I have to admit that I love the simplicity of Semana Santa. I know that Easter isn't bad or wrong by any means, but I can't help but be drawn into the purity of celebrating Christ's death and resurrection alone. We had a sweet weekend of being a family together and focusing on the gift we were given on the cross so many years ago.
Church on Sunday was also really sweet. I remember last year not feeling at all connected to the service. We had only been in Peru for a few months and nothing about here felt like "home." This year I actually got teary eyed singing worship songs in Spanish. I spend a lot of my time here being frustrated with Spanish and also a lot of my brain space trying to learn and understand it. On Sunday, for the first time, Spanish felt dear to me. I couldn't help but think that one day I will be living in the States longing to hear a worship song in Spanish. For maybe the first time, I felt grateful to be able to able to go to church in a different language than my own.
We also experienced another special moment at church on Sunday. As we were singing I looked over towards the center of the room and saw one of our ladies, Lucy, from Krochet Kids. I have totally been remiss in mentioning that we hired a Peruvian lady, Patty, to work fulltime with our ladies. She has been a huge blessing to our program and has thrown herself into entering these ladies lives and walking alongside them. So, Patty had invited Lucy to come to church with her and Lucy said yes.
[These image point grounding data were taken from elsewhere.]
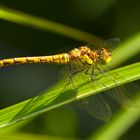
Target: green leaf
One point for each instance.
(120, 123)
(58, 95)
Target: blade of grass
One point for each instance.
(27, 136)
(126, 50)
(57, 96)
(46, 25)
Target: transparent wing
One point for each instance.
(109, 44)
(97, 106)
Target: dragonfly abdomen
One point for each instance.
(55, 59)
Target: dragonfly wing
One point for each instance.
(97, 106)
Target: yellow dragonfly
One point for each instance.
(86, 58)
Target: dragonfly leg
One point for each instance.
(101, 71)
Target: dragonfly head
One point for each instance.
(104, 56)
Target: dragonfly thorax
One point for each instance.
(104, 56)
(83, 54)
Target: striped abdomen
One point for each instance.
(56, 59)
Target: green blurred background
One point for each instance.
(103, 18)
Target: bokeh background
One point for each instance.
(104, 18)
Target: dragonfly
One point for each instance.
(84, 57)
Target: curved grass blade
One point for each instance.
(56, 97)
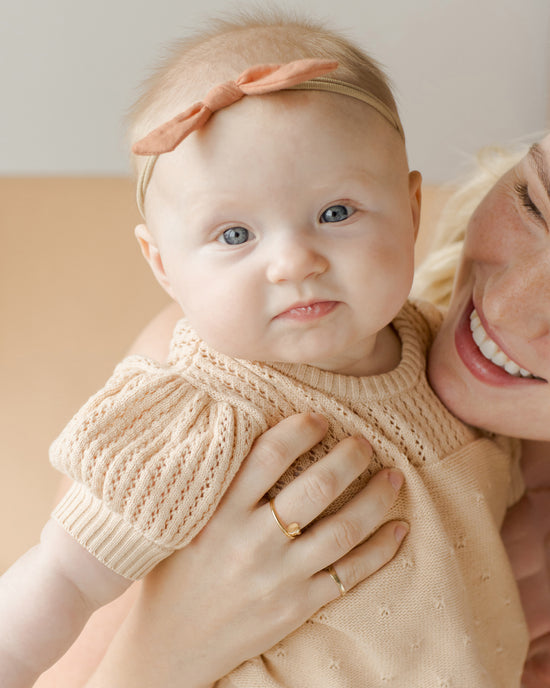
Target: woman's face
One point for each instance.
(490, 363)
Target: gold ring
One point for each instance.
(332, 573)
(292, 530)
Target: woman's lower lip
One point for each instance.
(479, 366)
(308, 313)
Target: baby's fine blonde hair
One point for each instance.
(435, 276)
(229, 46)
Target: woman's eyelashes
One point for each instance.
(522, 191)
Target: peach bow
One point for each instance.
(254, 81)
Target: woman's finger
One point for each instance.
(360, 563)
(272, 453)
(334, 536)
(315, 489)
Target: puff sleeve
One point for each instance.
(150, 456)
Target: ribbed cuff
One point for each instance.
(106, 535)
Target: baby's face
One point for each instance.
(286, 228)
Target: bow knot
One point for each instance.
(257, 80)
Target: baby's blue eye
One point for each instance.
(337, 213)
(235, 235)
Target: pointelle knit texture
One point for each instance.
(152, 453)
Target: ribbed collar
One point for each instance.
(195, 358)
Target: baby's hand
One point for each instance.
(46, 598)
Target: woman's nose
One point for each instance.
(294, 261)
(517, 299)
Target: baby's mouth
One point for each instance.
(492, 351)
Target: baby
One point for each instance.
(280, 213)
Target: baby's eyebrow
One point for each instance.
(539, 161)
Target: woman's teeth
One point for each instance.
(491, 351)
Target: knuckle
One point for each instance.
(358, 449)
(270, 451)
(320, 486)
(347, 534)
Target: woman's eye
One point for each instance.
(523, 194)
(337, 213)
(235, 235)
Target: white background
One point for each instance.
(466, 73)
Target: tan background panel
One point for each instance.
(75, 292)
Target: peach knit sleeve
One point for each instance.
(150, 457)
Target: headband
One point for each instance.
(300, 75)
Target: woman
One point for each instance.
(241, 606)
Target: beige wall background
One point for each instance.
(74, 290)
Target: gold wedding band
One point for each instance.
(332, 573)
(292, 530)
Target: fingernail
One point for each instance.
(396, 479)
(401, 529)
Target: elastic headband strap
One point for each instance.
(299, 75)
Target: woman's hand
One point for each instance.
(526, 534)
(242, 585)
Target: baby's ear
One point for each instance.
(152, 255)
(415, 195)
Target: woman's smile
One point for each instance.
(483, 357)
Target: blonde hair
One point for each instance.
(434, 278)
(229, 46)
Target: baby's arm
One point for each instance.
(46, 598)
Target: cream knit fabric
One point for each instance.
(152, 453)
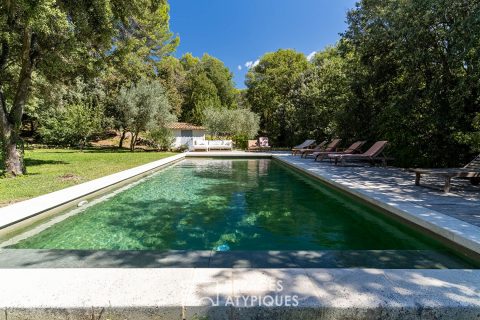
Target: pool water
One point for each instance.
(228, 205)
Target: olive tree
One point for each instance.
(145, 107)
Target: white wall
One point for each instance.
(179, 140)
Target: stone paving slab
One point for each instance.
(29, 208)
(227, 293)
(463, 202)
(382, 259)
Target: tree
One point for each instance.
(55, 39)
(241, 124)
(77, 114)
(145, 106)
(320, 97)
(208, 83)
(269, 86)
(172, 75)
(414, 75)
As I was watching Lucy, a thought suddenly ran through my head: Lucy would not be here if we had not moved to Peru. And I just about lost it. This woman, a single mom who has been struggling to do life by herself for many years, seemingly forgotten and unimportant to the world, is at church hearing about a God who loves her with a relentless, life-changing, freely given, unconditional, all-encompassing love. Now, please don't get me wrong, I don't share this out of pride or a sense of accomplishment. I have been way too humbled this past year to have much pride left. I share because all we did was say "yes." And we still say "yes." Everyday. It is so hard, with the downright brokenness we have experienced this year, to not question why we are here. And then Lucy shows up at church and God lets us see that. So Resurrection Sunday for me was a reminder of why we continue to say "yes" and that that is all God needs to work. We are so very blessed to be here.